Perhaps not. Perhaps that was the reason she loved to be in the Raiders, to be the Raven — to be someone other than her sister’s shadow.


The Raiders

(middle-school mafia + theatre kid convention)

Barbara was significantly biased to believe (for good reason!) that the Raiders were the source of many of the town’s problems. She had speculated gloomily that if there were a Dallas branch, the FBI had a strong contender for the assassinator of a certain American president.

Barbara watched people, wondering if they were Raiders. (She vaguely suspected that this was a sign of post-traumatic stress disorder.)


The Librecluse

(amazing secondary antagonist)

She was known to hiss at people who entered the library, explaining why the school library was such a welcoming place.
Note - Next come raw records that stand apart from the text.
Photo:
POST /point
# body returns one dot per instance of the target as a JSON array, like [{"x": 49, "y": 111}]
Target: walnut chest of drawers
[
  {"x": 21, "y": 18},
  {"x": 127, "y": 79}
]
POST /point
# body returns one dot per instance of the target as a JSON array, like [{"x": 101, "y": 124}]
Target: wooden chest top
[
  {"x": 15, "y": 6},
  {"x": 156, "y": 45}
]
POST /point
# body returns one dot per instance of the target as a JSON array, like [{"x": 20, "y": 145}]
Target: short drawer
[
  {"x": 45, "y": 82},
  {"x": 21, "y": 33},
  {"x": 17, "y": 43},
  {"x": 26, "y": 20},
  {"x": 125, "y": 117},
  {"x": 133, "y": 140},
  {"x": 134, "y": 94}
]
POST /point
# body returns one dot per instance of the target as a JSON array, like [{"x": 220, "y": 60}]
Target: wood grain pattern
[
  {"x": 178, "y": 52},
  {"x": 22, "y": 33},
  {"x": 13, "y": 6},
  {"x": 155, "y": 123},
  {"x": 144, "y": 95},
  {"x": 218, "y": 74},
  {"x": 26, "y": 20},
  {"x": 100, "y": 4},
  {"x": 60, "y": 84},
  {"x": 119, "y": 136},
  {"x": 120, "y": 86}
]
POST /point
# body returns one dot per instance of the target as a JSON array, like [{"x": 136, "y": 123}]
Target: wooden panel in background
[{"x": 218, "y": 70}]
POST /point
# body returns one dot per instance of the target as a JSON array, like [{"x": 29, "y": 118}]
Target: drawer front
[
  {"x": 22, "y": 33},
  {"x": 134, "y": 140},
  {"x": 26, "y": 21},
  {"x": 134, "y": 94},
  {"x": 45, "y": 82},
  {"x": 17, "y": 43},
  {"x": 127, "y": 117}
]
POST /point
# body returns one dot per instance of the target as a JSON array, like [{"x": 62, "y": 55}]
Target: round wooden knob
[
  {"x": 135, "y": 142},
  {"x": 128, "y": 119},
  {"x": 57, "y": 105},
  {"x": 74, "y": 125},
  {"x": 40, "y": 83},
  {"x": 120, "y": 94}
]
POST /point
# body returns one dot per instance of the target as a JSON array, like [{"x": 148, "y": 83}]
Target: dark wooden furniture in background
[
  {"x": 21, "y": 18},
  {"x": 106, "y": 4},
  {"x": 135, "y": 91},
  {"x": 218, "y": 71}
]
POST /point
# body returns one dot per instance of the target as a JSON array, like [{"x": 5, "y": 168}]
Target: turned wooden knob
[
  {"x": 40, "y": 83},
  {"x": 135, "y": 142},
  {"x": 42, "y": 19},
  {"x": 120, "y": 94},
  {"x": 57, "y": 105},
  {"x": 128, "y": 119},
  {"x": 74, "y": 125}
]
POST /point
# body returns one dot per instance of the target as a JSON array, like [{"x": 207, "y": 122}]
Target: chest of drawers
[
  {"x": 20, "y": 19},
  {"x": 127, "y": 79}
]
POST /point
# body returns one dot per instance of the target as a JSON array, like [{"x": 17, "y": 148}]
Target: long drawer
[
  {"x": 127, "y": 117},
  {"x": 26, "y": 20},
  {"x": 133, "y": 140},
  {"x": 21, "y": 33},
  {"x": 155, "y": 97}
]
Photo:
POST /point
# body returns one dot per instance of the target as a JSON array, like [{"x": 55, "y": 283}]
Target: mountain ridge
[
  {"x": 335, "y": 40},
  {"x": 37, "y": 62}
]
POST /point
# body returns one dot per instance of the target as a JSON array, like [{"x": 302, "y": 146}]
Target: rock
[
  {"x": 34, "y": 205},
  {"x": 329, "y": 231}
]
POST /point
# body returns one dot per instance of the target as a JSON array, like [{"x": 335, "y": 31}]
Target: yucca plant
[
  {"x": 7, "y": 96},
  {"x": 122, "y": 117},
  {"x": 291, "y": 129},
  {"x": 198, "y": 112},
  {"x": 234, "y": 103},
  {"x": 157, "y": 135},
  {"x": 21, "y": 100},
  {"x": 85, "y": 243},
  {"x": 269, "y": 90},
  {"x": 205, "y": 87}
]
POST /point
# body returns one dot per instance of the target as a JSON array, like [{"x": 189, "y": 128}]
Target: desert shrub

It was the practice of older students who were monitoring the younger students to say, “Careful now, sit there and be quiet, or the Librecluse will get you and drink your blood.”


Albert James Evenham-Morrison Gerald

(amazing secondary antagonist)

Or rather, Albert James Evenham-Morrison Gerald. The aristocratic hyphen between the Evenham and the Morrison could practically be seen whenever he spoke his name, which was quite often, for he was rather fond of it, in the way he arched his eyebrows superiorly at that junction.

He supposedly was the fourth cousin, twice removed, of the Evenham-Morrisons of England — eighth cousin by his great-grandfather’s marriage.

His fondness for his name is proven in the legend that, in his days of fervour, youth, and black moustaches, he used to repeat it while chasing offenders, to the great delight of the offenders. For he often had to stop to catch his breath, while the offender, smart in their silence, raced away.

“I’ll get you, young lady, or my name isn’t Albert James — puff — Evenham — puff — Morrison — puff — Gerald!”